The decrease comes because several Tax Increment Finance districts are expiring, meaning more tax revenue is coming in to all the taxing bodies in Johnson County.


Supervisor Mike Carberry, the board’s chairman, said county budgets are typically approved unanimously because of the lengthy reviews that precede the vote. Dissension “very rarely happens,” he said.

Johnson County voters 10 years ago approved a $20 million conservation bond to be spent over 20 years. Roughly $10 million has been spent or allocated, and Carberry said all of the land purchase discussions were handled in executive session.

Under Iowa law, public bodies can close meetings when discussing the sale or purchase of land and when public disclosure of the deal could affect the price the government would have to pay or the price it can ask in a sale.

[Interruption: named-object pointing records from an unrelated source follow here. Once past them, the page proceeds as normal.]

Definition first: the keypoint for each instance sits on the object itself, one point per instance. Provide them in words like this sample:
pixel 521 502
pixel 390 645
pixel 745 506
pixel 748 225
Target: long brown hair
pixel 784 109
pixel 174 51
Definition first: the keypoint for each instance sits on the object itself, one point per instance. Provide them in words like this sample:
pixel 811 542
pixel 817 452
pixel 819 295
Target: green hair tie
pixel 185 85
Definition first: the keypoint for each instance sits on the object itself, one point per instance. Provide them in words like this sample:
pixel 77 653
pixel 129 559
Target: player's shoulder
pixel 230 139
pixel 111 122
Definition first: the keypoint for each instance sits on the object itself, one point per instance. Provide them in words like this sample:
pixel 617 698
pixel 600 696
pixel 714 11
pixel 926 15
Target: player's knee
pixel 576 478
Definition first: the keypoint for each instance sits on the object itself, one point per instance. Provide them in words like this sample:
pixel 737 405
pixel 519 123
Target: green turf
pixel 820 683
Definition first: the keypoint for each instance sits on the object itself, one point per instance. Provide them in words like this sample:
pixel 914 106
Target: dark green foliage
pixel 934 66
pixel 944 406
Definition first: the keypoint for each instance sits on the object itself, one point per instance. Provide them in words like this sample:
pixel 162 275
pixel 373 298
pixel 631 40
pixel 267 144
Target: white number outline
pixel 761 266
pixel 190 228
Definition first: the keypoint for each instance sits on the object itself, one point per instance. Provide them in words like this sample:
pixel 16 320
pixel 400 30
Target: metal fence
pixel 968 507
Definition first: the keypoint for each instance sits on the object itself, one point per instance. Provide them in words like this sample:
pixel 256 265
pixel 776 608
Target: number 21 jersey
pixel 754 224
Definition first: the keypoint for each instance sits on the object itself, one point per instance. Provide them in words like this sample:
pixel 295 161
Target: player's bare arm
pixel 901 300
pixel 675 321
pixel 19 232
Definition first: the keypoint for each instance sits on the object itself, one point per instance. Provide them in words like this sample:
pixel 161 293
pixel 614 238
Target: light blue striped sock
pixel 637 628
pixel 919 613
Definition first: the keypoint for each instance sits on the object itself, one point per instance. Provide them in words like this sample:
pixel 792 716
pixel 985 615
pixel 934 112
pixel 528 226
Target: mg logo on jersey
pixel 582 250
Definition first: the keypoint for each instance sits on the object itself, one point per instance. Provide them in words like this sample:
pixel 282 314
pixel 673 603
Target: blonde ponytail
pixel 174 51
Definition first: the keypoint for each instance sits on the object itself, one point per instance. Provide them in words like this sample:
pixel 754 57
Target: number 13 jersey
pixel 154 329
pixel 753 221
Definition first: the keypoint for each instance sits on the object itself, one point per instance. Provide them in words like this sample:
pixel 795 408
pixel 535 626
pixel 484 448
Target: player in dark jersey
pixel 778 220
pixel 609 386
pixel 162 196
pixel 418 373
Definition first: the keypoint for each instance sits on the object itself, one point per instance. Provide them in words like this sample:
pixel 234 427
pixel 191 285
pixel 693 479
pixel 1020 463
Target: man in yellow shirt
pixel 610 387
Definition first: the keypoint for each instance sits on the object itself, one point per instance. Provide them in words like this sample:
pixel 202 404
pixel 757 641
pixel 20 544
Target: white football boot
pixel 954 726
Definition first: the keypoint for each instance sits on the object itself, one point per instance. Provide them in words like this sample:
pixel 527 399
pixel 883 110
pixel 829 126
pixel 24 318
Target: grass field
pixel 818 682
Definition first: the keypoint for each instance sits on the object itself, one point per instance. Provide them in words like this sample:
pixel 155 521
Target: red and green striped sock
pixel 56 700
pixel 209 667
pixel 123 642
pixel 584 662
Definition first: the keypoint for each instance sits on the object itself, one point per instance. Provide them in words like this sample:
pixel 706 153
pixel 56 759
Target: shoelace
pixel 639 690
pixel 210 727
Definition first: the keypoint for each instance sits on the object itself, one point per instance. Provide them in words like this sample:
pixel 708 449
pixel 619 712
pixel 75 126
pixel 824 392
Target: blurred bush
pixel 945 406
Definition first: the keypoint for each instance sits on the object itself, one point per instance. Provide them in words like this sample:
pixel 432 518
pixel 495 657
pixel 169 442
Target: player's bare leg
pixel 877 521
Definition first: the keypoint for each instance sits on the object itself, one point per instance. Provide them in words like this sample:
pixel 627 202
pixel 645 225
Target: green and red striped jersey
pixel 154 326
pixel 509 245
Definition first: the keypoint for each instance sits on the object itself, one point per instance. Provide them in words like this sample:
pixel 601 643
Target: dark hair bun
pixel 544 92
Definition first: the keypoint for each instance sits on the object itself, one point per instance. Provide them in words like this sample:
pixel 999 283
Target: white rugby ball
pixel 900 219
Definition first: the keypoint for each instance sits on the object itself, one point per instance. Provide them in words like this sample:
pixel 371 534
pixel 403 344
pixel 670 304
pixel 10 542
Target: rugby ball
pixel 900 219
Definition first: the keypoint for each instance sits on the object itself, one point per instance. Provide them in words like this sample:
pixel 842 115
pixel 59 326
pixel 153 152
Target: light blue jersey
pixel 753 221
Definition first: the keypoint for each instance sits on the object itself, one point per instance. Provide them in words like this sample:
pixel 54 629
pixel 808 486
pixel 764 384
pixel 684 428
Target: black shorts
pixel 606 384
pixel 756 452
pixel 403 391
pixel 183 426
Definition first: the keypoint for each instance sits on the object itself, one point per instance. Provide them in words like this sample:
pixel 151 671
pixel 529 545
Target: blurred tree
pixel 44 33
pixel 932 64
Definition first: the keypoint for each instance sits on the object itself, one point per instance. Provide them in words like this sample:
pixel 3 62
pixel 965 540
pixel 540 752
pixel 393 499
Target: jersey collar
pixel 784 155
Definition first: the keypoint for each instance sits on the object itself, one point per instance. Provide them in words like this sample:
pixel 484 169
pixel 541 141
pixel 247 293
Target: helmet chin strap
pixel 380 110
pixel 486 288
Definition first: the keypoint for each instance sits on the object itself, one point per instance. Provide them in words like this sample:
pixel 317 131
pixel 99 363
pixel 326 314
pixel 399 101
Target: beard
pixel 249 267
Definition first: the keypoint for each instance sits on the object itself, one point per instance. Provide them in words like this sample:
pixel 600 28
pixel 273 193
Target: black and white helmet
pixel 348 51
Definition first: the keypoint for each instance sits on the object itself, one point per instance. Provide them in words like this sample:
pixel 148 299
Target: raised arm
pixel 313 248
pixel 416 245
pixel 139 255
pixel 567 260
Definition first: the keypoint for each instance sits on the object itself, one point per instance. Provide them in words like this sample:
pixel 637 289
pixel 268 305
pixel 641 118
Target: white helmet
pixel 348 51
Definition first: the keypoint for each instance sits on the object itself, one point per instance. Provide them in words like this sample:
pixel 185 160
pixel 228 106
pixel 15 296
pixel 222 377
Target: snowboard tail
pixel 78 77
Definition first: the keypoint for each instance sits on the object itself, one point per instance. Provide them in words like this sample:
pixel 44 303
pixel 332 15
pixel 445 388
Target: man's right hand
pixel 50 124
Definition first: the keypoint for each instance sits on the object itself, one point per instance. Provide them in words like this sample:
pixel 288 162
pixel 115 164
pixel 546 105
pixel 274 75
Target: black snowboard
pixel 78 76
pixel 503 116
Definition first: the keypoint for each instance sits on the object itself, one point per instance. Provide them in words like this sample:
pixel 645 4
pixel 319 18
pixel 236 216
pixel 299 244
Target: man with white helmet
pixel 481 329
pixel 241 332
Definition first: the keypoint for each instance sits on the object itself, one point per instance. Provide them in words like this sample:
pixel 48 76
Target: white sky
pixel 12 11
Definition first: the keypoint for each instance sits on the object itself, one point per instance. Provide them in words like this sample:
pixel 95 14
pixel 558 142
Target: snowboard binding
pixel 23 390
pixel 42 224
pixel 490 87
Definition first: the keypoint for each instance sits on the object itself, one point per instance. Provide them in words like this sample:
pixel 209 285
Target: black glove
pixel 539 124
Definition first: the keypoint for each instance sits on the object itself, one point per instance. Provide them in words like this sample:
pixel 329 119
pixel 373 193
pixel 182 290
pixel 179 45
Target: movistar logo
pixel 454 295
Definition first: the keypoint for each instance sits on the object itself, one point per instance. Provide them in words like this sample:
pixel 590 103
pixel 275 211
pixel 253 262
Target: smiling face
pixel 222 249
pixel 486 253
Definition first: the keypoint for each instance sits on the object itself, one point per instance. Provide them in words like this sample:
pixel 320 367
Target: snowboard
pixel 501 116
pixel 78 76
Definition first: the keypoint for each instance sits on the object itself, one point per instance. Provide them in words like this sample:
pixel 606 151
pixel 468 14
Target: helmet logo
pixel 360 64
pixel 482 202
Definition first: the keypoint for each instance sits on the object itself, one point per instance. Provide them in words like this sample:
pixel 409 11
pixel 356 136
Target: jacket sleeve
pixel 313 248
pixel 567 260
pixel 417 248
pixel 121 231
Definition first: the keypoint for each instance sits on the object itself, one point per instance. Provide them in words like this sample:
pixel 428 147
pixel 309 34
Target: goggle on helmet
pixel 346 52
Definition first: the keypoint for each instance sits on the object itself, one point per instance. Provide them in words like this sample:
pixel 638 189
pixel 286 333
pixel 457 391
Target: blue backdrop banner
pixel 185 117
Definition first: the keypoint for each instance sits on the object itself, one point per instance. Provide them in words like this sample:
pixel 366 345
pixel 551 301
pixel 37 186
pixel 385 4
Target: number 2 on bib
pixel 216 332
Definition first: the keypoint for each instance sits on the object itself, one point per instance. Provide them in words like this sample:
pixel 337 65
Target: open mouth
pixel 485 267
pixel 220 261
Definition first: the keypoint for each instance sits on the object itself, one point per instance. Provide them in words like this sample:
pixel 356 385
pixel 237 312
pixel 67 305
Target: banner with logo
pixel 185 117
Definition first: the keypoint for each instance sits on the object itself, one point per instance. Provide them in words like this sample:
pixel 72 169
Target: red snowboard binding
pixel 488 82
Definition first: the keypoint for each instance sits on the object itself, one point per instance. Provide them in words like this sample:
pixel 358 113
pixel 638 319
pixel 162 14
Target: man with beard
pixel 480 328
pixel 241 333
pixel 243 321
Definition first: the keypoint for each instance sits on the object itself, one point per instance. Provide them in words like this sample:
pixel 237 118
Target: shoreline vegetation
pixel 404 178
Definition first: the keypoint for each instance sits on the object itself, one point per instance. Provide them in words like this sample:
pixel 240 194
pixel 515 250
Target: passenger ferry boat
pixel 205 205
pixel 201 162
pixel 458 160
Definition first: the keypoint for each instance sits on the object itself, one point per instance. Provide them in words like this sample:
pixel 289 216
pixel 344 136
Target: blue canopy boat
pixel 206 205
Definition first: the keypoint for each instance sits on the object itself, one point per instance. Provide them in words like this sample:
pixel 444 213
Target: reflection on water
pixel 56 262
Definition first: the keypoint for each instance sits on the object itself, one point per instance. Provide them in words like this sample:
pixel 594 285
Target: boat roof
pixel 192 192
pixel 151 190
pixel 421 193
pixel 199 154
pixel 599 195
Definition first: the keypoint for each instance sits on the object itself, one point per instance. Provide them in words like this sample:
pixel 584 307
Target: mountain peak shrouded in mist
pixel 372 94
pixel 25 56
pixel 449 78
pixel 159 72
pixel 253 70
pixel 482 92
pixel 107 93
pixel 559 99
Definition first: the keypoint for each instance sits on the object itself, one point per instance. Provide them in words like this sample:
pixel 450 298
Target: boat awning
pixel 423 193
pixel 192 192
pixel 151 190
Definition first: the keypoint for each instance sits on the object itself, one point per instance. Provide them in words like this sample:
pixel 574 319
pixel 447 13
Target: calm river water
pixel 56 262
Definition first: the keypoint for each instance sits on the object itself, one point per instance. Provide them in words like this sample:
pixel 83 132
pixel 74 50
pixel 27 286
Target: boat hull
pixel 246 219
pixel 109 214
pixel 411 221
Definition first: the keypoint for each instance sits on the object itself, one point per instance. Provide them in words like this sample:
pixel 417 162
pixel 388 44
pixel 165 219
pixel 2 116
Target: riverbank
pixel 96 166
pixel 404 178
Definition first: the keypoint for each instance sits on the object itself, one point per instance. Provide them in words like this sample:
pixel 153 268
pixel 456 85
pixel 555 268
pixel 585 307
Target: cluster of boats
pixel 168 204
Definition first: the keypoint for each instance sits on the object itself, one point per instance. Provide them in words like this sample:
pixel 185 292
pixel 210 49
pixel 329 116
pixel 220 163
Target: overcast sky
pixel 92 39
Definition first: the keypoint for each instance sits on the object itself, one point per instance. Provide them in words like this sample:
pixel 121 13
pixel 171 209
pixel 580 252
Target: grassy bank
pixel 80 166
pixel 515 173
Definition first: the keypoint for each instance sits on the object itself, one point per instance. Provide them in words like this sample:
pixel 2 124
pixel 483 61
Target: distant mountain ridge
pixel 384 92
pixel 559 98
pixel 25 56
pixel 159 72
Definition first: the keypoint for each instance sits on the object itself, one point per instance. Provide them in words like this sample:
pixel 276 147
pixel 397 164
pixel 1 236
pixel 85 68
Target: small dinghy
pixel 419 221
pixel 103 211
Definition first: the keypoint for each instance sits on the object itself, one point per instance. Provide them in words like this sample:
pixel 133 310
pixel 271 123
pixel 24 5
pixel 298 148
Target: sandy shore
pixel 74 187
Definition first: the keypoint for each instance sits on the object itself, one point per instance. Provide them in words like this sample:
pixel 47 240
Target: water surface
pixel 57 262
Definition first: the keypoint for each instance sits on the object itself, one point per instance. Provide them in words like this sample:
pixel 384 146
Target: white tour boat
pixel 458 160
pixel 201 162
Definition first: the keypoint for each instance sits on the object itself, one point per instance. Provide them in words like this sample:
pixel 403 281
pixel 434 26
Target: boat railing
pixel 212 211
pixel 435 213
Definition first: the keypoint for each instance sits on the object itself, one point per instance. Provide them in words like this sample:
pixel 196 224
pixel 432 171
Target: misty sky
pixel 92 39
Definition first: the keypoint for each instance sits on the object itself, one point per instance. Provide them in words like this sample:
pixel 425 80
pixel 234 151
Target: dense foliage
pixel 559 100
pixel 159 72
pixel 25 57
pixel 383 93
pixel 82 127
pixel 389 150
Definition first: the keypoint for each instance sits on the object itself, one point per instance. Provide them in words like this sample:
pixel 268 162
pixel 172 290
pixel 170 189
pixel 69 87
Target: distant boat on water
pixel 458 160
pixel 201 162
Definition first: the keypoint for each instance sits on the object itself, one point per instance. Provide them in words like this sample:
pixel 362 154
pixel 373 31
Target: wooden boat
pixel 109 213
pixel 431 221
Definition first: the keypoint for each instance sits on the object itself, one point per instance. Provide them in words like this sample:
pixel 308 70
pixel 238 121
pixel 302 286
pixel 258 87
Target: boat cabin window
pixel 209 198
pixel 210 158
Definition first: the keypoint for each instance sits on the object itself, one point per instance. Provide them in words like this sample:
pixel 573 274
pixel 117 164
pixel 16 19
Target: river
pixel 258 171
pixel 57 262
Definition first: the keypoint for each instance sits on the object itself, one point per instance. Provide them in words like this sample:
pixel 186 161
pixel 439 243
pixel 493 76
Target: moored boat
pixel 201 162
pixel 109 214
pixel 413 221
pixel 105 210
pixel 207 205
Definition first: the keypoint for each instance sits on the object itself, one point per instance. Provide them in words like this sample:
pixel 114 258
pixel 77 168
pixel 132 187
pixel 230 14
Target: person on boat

The actual approval of a purchase or sale must be made in a public meeting.

In the pending purchase Rettig references, conservation officials are seeking some $1.7 million in bond funds this fiscal year and $1.3 million next year.

Rettig said the county is not technically purchasing the property — that a third-party nonprofit will buy it first — and that she’s seen no evidence that discussing the purchase in public meetings would raise its price.

“Spending our limited resources on buildings is not what I voted for and campaigned for in 2008,” Rettig said. “Doing so in secrecy and closed meetings is everything I, and much of the public, detests about government.”

She did say the property has “valuable woodlands” that she supports buying.

“We should insist this money be spent on woodlands, prairies, recreational trails, wetlands, water quality projects, accessibility to natural areas, as we told the voters when they approved the conservation bond,” Rettig said.

Carberry said third parties, like nonprofits, can be used to buy and hold parcels of land because governmental budgeting often can take longer than a seller is willing to wait.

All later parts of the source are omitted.